Расспрашиваю Валю о подругах из моего транспорта. Валя знает все: кто умер, кто ходит на аусен, кто получил работу под крышей и кто лежит в ревире. Подсчитываю мысленно и вижу - осталось очень немного. Вспоминаю, как в первые дни меня поразила статистика смертей. Каждая, кого я тогда встречала, уже в начале разговора заявляла: 'Что из того, что я еще живу: нас приехало сорок, осталось четверо:'
Валя приносит список транспортов из Освенцима в лагерь Равенсбрюк; утверждает, что это первый эвакуационный транспорт, а за ним последуют остальные.
В картотеке, рядом с фамилиями переведенных, мы вписываем букву 'u' (uberstellt). В эвакуационном списке много подруг. Встречаю фамилию Стефы, прибывшей со мной из Павяка.
Еще приходят списки, а транспортов что-то не видать на платформе.
Видим из окон, как мужчины, французские партизаны, ремонтируют разбитую, вытоптанную сотнями тысяч ног 'дорогу смерти'.
Холодный сентябрьский дождик покрывает изморосью тиковую одежду французов. Голод и апатия преобразили их лица - а еще так недавно эти люди боролись с оружием в руках. Иззябшие, смирившиеся, они перекапывают Лагерштрассе.
Неля не может смотреть, как мерзнут эти славные парни. В минуту, когда часовой отвернулся, она подает знак, открывает окно и выбрасывает хлеб и носки. Часовой вдруг поворачивается. Заметил. Стараясь спасти положение, обезоруживающе улыбаясь, Неля кричит часовому:
- Не трогай его, я могла бы быть твоей матерью! Ведь я не сделала ничего плохого.
Эти слова неожиданно подействовали. Часовой делает вид, что ничего не заметил. Француз жадно глотает огромные куски хлеба, взгляд его оживляется благодарностью. Товарищи завидуют ему и смотрят на нас с немым ожиданием. Но у нас больше нет хлеба, да и боимся часового. Опускаем головы и 'работаем'. Что можно сделать? Столько голодных заключенных мокнет сейчас в поле за проволокой, столько голодных варшавян, лодзинских, венгерских евреев! Невозможно всем им помочь.
Приезжают поодиночке цуганги. С платформы ведут трех беременных женщин.
Беру ведро - наш обычный предлог - иду в зауну за водой. Подхожу к женщинам. Венгерские еврейки. Они уже были здесь прежде. Их тогда отправили в лагерь - беременность еще не была заметной. Послали на уборку щебня. Там все обнаружилось. Женщины догадываются, зачем привезли их обратно. Одна из них, со спокойным, сёрьезным лицом, указывает на крематорий.
- Знаю. Там сожгли мою мать, и я туда пойду. Так будет лучше всего. Скорей бы только.
И горько усмехается.
Не пытаюсь ни возражать, ни утешать. Кто может все это знать лучше, чем они? Но не могу и отойти просто так, чувствую, что должна что-то сказать. Мне стыдно, что я буду жить в то время, как они:
- А мне так хотелось иметь ребенка, - печально говорит вторая женщина. И оглядывается вокруг: - Когда, наконец, они за нами придут?

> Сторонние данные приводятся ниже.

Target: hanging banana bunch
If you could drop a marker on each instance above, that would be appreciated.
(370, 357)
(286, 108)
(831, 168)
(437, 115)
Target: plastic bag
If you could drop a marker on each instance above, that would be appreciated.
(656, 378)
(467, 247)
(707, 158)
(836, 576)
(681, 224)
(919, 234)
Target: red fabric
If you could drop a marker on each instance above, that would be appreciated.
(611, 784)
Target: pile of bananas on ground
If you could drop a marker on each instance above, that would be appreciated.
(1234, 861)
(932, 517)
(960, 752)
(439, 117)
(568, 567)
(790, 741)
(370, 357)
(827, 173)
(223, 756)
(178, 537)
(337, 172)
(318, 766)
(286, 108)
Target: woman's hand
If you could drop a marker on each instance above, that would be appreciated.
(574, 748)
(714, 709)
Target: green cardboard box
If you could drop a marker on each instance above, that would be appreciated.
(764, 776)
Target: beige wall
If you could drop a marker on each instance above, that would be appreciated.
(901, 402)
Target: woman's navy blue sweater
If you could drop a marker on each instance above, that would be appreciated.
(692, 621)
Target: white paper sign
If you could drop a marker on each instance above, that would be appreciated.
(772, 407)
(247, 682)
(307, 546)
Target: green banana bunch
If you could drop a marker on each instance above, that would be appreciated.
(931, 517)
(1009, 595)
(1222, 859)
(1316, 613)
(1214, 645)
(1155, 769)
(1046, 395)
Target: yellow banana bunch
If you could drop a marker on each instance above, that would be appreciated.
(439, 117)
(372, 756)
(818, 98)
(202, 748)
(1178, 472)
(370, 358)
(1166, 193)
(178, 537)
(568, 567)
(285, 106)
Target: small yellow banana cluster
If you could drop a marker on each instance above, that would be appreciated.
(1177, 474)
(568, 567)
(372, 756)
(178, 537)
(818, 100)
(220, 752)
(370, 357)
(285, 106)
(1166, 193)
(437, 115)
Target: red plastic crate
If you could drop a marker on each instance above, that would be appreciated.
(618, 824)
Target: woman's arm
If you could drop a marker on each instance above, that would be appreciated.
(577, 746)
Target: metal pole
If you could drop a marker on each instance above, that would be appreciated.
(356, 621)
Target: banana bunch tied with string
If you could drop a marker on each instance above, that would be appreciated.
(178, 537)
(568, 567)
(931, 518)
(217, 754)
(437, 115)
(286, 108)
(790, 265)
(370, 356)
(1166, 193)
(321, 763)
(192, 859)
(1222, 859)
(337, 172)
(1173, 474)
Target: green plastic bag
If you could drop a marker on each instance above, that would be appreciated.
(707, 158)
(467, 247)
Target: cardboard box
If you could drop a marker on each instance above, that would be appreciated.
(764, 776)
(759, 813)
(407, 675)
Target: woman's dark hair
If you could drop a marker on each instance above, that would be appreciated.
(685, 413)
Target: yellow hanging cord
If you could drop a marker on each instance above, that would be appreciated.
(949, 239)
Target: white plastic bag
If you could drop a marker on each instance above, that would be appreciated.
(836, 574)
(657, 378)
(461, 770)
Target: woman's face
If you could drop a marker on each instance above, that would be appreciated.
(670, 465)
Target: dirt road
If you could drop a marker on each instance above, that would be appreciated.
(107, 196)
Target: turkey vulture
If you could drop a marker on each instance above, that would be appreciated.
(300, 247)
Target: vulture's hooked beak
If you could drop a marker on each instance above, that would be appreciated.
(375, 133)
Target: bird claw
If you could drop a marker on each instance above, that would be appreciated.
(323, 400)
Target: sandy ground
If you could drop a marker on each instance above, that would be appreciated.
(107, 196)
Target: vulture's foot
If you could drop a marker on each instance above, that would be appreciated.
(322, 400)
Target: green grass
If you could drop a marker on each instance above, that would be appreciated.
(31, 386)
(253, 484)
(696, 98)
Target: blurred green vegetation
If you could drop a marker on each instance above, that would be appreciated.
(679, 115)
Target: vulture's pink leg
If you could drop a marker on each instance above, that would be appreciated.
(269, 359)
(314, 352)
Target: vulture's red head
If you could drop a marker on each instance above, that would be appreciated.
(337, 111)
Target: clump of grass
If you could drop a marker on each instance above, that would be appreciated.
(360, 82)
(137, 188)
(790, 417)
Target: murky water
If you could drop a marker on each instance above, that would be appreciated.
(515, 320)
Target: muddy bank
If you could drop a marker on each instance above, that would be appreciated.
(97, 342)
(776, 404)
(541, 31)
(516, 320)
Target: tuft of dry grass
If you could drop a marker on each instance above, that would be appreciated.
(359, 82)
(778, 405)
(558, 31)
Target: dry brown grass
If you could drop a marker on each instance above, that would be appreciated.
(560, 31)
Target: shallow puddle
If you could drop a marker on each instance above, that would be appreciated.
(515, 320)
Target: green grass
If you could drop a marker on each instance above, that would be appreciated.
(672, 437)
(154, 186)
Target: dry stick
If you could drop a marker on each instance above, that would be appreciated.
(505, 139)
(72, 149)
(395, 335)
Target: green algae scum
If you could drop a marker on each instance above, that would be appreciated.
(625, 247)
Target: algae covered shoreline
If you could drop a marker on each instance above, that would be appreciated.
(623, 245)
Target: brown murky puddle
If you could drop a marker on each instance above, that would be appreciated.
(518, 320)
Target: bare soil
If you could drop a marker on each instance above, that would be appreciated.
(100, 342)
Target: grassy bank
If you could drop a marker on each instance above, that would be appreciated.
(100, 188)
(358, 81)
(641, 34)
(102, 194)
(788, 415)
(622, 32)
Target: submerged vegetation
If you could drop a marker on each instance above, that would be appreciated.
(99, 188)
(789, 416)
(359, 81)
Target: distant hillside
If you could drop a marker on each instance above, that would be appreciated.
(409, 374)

- Долго ли 'это' продолжается? - спрашивает третья, самая молодая, она взволнована больше других.
- Недолго, - выпаливаю я и убегаю.
У дверей нашей канцелярии ко мне обращается какая-то женщина.
Она сильно накрашена, с часами на руке, на высоких каблуках, в узкой юбочке и, о диво, с пришитым номерком.
- Команда эффектенкамер? - спрашивает она.
- Здесь. Ты заключенная?
- Я зондерхефтлинг, особая заключенная, - отвечает она вызывающе.
- Что это значит? Ты пришла без часового?
- Не твое дело. Мне надо капо.
Входим в канцелярию. Все открывают рот от удивления при виде этого 'зондерхефтлинга'.
Девушка на высоких каблуках разговаривает вполголоса с капо и кокетливо выходит.
- Вы разве не знаете, кто это? - смеется капо. - Зондерхефтлинг из пуфа! Пришла из Освенцима, из мужского, за драгоценностями. У нее освобождение.
Едва она ушла, как я опять увидела часового, ведущего какую-то пожилую женщину.
- Еще один цуганг. Какой-то странный день сегодня, эти цуганги, будто дождевые капли капают на голову по одной, - ворчит под нос капо.
Лицо вошедшей в канцелярию кажется знакомым. Узнаю. Это социал-демократка из Вены.
- Вы опять здесь? - в один голос спрашиваем мы, удивленные. - Где же вы были все это время?
- В Освенциме. Посадили в бункер, вели следствие. Допрашивали, били. Хотели узнать, кто из нашей партии действует против Гитлера. Я ничего не сказала. Никого не выдала.
Ада снимает с плеч старушки пальто с исторической пуговкой. Нам очень жаль старушку.
Проходит несколько минут - и она уже с бритой головой, в коротеньком узком платье, с красным крестом на спине и дрожит от холода, под дождем.
Мимо нее медленно проходит Вурм, закутанный в плащ. Старушка минуту колеблется: Наконец подходит, напоминает ему о себе, протягивает руку.
Но Вурм сегодня в другом настроении, и старая еврейка уже не развлекает его. Он останавливается, но тут же идет равнодушно дальше. Рука старушки падает, будто ее отсекли.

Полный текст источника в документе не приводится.